Survival of the Fittest: Altering the Rugby League Sport Product
Acknowledging and celebrating the milestone is important as rugby league in England generally represents a northern minority sport built on working class values. These values and impressive community heritage has often made it difficult to find competitive advantage in professional sport’s hyper-commercialised and commodified crowded marketplace.
Consequently, rugby league’s finances generally are precarious rather than prosperous, luckily in this turbulent time, rugby league was first in line for UK government support of a £16m loan. The Rugby Football League (RFL) Chief Executive Ralph Rimmer commented; "This support enables the sport to survive, to reshape, to be ready to restart in this our 125th year and to look to a home World Cup."
Interestingly, Rugby League has not been shy of ‘reshaping’ things. It has been one of the most actively innovative leagues, adopting numerous, rule, operational and structural changes – mainly in an attempt to broaden the commercial and consumer audience outside its heartlands. The most profound of course, the introduction of Super League moving it from a winter sport to a summer sport. The move seemingly attempted to increase its international appeal with the inclusion of Paris Saint-Germain. Since then the sport continued its expansion efforts across the game with Catalan Dragons, Toulouse Olympique XIII and more recently Toronto Wolfpack, Ottawa Aces and New York City with the hopes of tapping into the North American market.

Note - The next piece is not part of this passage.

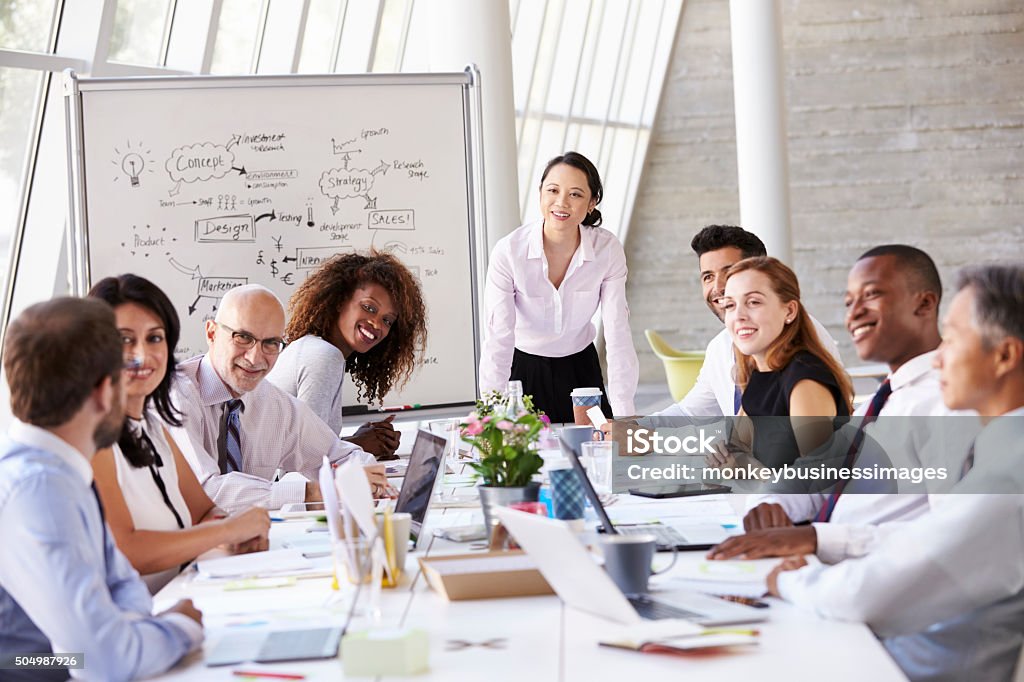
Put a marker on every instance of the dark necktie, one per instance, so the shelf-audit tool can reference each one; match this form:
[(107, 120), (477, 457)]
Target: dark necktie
[(102, 518), (878, 401), (155, 467), (968, 463), (230, 437)]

However, 2021 also marks the fruition of Rugby Leagues 2021 strategic plan. This plan was reviewed in 2019 due to changes in governance, seeing the Super League gain greater control of their competition from the RFL – much like the Football Association’s decision with the English Premier League. 2019 also brought further changes to the promotion and relegation system, opting for a simplified version of the system introduced in 2015.
The RFL’s 2015 restructuring, was perhaps one of the most significant within professional sport leagues, moving from closed league operating a licensing system, to an open league operating a promotion and relegation system. The importance of this change provided an opportunity for lower league clubs to prosper. The problem, of course, akin to all sport leagues follow the ‘survival of the fittest’ mantra and focus efforts on ‘cash cow’ leagues – such as the Super League, rather than lower tiers. Consequently, how can lower leagues clubs compete both on and off the pitch?
Our recent research documents how the 2015 changes influenced marketing functions in Championship clubs. The dual appeal of jeopardy (for relegation) and hope (for promotion) was supposed to reinvigorate fans of Championship and League 1 clubs. However, a popular perspective saw that the Super 8 format introduced excessive jeopardy. Citing perilously short planning cycles and excessive uncertainty, many clubs were reluctant to invest in marketing initiatives.
Indeed, uncertainty and jeopardy are the fabric of sport, it is what makes the spectator sport product unique. But this also impedes strategic abilities. We also found most clubs in the second-tier of rugby league – The Championship – engaged in very little strategic marketing planning, identifying barriers such as resources, human capital, organisation and leadership. Therefore, is it incumbent on management to establish supportive protocols for clubs, especially lower-league clubs, to support key business functions. Our findings suggest, the most welcomed support should be in the form of centralised resources to aid their ability to engage in strategic marketing planning.
The prominent question currently is how rugby league will use the government loan? Indeed, there are larger discussions around whether £16 million can save a sport? Or how appropriate it is to lend money when the sport’s financial situation is already precarious. While the terms and conditions associated to the loan are unclear and will be entangled in many legal and governance issues, the most logical opportunity is to use the money to support lower leagues clubs who seemingly feel disenfranchised. According to our research, the RFL should invest in supporting business functions of clubs such as strategic marketing.
While the sport is not financially rich, it’s most valuable commodity is its history, heritage and community values, which are also important features of rugby league’s product. These product characteristics should continue to be celebrated and promoted to new audiences through effective marketing practice, especially in the buildup and through the 2021 Rugby League World Cup hosted in England.